Des modèles réalisés par un outil 3D ou une caméra pourraient être produits et reproduits, prêts à être utilisés immédiatement. Les architectes et les designers pourraient ainsi imprimer des modèles de bâtiments très réalistes, allant des aménagements paysagers, au mobilier et aux personnes à inclure pour faire vivre la maquette. Des personnages de bande dessinée ou d’univers fantastique pourraient également être créés par les fans et les collectionneurs dans leurs couleurs authentiques ou avec des dessins personnalisés.

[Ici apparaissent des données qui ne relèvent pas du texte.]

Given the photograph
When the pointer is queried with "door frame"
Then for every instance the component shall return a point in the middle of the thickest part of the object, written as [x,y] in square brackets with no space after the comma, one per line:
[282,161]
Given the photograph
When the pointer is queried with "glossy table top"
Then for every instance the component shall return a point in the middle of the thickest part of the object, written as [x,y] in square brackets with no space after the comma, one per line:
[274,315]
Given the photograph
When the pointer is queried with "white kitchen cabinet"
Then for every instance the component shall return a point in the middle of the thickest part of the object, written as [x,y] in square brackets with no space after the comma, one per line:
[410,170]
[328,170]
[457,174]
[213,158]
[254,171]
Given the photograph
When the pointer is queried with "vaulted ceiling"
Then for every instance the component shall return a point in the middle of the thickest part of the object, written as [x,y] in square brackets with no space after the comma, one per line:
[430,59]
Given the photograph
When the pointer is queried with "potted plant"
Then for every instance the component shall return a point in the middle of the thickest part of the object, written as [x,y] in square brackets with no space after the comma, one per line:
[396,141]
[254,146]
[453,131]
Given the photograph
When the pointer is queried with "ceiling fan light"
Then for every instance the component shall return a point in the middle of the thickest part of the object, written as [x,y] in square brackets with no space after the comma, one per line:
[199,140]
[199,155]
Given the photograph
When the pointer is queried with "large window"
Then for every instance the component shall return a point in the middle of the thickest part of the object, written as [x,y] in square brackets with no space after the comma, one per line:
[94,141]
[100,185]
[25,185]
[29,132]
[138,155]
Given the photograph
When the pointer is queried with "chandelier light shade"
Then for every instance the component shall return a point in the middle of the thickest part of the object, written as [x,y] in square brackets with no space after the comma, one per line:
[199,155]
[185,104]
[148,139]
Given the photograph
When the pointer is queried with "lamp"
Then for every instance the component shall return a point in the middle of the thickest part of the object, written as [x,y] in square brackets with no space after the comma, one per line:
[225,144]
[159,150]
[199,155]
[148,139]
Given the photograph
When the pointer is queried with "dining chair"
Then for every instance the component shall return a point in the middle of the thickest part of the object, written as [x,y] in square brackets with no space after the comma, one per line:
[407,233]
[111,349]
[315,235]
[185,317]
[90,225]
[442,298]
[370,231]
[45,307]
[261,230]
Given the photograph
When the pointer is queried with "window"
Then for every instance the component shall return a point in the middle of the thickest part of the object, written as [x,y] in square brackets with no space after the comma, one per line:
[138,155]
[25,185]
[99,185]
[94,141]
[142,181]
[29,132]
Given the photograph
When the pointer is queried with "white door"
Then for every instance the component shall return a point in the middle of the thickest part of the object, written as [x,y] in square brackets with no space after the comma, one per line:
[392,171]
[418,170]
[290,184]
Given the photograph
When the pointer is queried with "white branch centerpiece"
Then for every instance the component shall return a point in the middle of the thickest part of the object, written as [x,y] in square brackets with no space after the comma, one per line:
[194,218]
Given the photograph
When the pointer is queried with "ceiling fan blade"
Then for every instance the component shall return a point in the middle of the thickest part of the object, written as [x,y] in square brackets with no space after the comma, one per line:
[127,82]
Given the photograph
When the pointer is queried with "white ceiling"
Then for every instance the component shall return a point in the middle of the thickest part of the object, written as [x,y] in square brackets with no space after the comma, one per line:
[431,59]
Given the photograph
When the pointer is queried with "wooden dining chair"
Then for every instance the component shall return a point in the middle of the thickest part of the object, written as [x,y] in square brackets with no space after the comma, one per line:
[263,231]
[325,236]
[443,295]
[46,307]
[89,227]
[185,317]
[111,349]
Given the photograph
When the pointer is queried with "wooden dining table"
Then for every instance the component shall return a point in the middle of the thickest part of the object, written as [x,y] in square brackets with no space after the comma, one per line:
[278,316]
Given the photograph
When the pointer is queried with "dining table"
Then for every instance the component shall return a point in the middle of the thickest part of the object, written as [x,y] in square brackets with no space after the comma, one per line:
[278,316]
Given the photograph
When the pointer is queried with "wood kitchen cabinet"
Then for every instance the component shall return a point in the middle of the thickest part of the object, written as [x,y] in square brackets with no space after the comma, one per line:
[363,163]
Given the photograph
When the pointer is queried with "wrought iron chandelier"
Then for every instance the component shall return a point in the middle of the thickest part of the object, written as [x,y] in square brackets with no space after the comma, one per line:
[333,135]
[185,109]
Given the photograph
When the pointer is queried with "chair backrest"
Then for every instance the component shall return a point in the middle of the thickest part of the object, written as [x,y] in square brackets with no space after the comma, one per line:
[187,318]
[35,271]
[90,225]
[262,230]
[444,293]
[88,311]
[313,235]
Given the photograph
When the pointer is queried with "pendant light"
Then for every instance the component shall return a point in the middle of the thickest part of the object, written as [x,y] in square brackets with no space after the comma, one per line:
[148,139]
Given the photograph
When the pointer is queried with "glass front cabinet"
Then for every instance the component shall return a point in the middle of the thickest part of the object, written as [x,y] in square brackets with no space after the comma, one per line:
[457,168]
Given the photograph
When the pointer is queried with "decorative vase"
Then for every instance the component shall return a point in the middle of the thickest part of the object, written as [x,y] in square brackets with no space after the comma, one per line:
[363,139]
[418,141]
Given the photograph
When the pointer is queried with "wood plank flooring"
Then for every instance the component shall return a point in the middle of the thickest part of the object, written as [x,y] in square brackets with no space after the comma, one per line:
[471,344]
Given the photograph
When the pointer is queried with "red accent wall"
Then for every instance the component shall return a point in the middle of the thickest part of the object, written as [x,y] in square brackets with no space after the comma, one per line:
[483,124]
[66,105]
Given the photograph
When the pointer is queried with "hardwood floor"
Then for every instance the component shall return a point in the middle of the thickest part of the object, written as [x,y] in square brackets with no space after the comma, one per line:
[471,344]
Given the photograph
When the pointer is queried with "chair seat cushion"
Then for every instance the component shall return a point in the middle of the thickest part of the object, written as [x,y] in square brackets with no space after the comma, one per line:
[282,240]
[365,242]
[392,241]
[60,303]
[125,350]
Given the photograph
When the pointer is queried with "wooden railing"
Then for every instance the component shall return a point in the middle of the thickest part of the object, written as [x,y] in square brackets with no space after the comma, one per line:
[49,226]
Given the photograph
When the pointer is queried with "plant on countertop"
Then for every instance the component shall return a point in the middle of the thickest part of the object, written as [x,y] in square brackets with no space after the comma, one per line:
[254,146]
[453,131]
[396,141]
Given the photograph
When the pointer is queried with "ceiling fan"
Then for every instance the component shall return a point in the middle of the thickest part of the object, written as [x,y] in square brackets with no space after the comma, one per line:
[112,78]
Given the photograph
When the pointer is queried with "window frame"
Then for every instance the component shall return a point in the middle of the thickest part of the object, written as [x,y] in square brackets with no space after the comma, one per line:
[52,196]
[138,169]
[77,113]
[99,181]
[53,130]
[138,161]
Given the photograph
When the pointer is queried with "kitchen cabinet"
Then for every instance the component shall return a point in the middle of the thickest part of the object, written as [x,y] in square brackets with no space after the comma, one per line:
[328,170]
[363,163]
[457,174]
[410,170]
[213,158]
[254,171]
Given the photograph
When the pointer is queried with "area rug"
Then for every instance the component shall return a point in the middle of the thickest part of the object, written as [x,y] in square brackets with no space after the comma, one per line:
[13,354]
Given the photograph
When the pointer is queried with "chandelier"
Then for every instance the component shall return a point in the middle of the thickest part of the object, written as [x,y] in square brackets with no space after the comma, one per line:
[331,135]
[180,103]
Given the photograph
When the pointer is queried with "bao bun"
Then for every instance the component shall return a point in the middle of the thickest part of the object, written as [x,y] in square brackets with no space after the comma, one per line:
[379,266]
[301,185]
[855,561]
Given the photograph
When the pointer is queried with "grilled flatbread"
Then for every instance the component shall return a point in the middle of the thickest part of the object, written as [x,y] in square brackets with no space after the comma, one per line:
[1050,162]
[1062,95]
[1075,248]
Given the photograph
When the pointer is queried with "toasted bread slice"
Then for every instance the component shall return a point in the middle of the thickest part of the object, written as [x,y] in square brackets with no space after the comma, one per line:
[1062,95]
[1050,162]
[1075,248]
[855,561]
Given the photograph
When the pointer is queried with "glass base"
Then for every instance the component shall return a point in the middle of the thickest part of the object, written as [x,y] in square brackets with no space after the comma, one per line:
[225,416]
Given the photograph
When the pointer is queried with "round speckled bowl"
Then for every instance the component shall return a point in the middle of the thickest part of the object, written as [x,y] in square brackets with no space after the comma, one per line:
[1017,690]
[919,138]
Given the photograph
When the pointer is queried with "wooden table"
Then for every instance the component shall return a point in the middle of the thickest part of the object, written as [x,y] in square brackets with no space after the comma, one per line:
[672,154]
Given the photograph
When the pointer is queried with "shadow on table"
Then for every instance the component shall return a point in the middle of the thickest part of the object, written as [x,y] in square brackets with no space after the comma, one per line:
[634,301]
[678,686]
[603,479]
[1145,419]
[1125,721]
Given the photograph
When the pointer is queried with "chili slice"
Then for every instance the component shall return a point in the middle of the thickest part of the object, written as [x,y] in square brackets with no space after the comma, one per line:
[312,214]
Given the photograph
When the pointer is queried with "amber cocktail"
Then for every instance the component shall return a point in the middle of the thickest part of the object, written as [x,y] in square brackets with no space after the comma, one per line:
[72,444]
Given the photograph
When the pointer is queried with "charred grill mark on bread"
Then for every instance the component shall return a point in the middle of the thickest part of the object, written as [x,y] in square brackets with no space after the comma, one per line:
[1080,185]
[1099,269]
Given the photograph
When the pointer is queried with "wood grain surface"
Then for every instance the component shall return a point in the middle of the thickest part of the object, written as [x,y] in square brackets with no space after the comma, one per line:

La dernière version de l’application XYZmaker (pour Mac, Windows et Linux) est conçue pour permettre à tous les utilisateurs, même les débutants, de créer facilement des modèles 3D pouvant être envoyés à la da Vinci Color. L’application peut également convertir d’autres types de fichiers, ce qui permet aux modèles créés sur d’autres logiciels d’être imprimés par cette imprimante 3D couleur. Des milliers de modèles 3D sont disponibles gratuitement dans la galerie XYZprinting et peuvent être utilisés et édités pour tout projet.

La da Vinci Color est maintenant disponible à un prix spécial de précommande de 2 999,95 dollars dans la boutique XYZprinting. Les détails complets de l’imprimante 3D da Vinci Color peuvent être trouvés sur le site Web XYZprinting.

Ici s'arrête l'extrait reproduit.